Donadoni

 

Donadoni, i perché di un mancato salto

 

Tecnico preparato e competente ma speso sottovalutato

 

Persona seria e professionista esemplare, Roberto Donadoni da allenatore è rimasto come era da calciatore. Che sarebbe diventato un ottimo allenatore lo si poteva intuire, vista la grande duttilità ma soprattutto una intelligenza tattica fuori dal comune; l’aver avuto allenatori tra i più grandi della storia (Sacchi e Capello) ha poi fatto il resto. Una carriera da tecnico fatta di alti e bassi, ma dove i bassi non sono stati tanto causati dai risultati, quanto da dissapori con i presidenti delle squadre che ha allenato. Del resto uno che da calciatore ha girato da protagonista i campi di tutto il mondo e che non fa certo il mestiere dell’allenatore per soldi non si fa certo mettere i piedi in testa da uno Spinelli, un Cellino o un Preziosi qualsiasi. Anzi, queste esperienze hanno dimostrato che Donadoni ha un carattere solido ed una personalità forte.

A ben pensarci proprio questo è il motivo per cui il presidente Berlusconi non gli ha mai affidato la panchina del suo Milan: conoscendolo sapeva che Donadoni non avrebbe mai consentito le invasioni di campo che tanto piacevano al Cavaliere. I risultati ottenuti sono sempre stati all’altezza delle rose a disposizione, con autentici capolavori come il nono posto finale col Livorno in A (2005) o il sesto ottenuto con il Parma (2014) con conseguente qualificazione UEFA poi saltata per problemi finanziari del club. Tralasciamo nelle valutazioni proprio l’anno che portò al fallimento della società ducale, condotta comunque con una dignità esemplare. Una carriera che l’ha portato dalla serie C (col Lecco) fino alla guida della Nazionale, esperienza terminata nei quarti degli Europei 2008 battuti solo ai rigori contro una delle Spagna più forti di tutti i tempi. La smania di riportare in panchina l’ex CT Lippi (un fallimento clamoroso) hanno fatto passare in secondo piano l’ottimo lavoro svolto dal giovane allenatore bergamasco. Napoli forse è stata la grande occasione persa, quella che gli avrebbe fatto fare il vero salto di qualità. Forse l’ambiente napoletano non si confaceva al suo carattere “nordico”. Oggi allena il Bologna del patrono canadese Saputo che gli ha affidato con convinzione la guida della squadra, ritenendolo l’uomo giusto per quel progetto quinquennale che per ora deve consolidare la posizione degli emiliani nel campionato di serie A. Seppur molto facoltoso, Joy Saputo non intende per ora fare degli investimenti spropositati nel rafforzamento della squadra, puntando a creare una società che sia autosufficiente ed in grado di camminare con le proprie gambe. E chi meglio di Donadoni per portare avanti questo lavoro? Certo, contrariamente alla grande fiducia del suo presidente, la città è completamente divisa nel giudizio sull’allenatore Donadoni; chi ne apprezza il lavoro e riconosce che i risultati sono all’altezza delle squadre che la società gli mette a disposizione, e chi invece lo critica per un gioco non certo spettacolare e divertente e non sopporta molto il suo atteggiamento in panchina e nelle interviste, in cui non si distingue molto la differenza tra quando il Bologna ha vinto e quando invece ha subito qualche batosta cocente (come quel 1-7 dello scorso anno contro il Napoli in casa).

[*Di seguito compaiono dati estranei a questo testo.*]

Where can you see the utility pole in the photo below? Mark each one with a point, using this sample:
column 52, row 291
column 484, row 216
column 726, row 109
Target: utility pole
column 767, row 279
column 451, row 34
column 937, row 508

Ecco, forse è proprio questo il suo più grande limite, quello che finora non gli ha permesso di andare a sedersi su una panchina di una grande: la mancanza di un “ufficio stampa”, di una comunicazione che lo metta sotto i riflettori ed il mancato ricorso a quei personaggi immanicati in questo mondo di squali che riescono a far allenare in serie A anche della gente che quel mestiere non dovrebbe neanche praticarlo. Così va il calcio, anche se un romantico come il sottoscritto pensa sempre che i meriti alla fine verranno premiati. La speranza di vederlo un giorno sulla panchina del Milan non la perdiamo di certo, anche e soprattutto visto i nomi ed i risultati di coloro che negli ultimi cinque anni si sono succeduti alla guida della squadra rossonera. Di allenatori che in panchina non avevano bisogno di dimenarsi, di urlare e sbraitare ne abbiamo già avuto uno, e guarda caso era un suo compagno nel Milan più forte di tutti i tempi (per chi non lo avesse capito stiamo parlando di Carlo Ancelotti).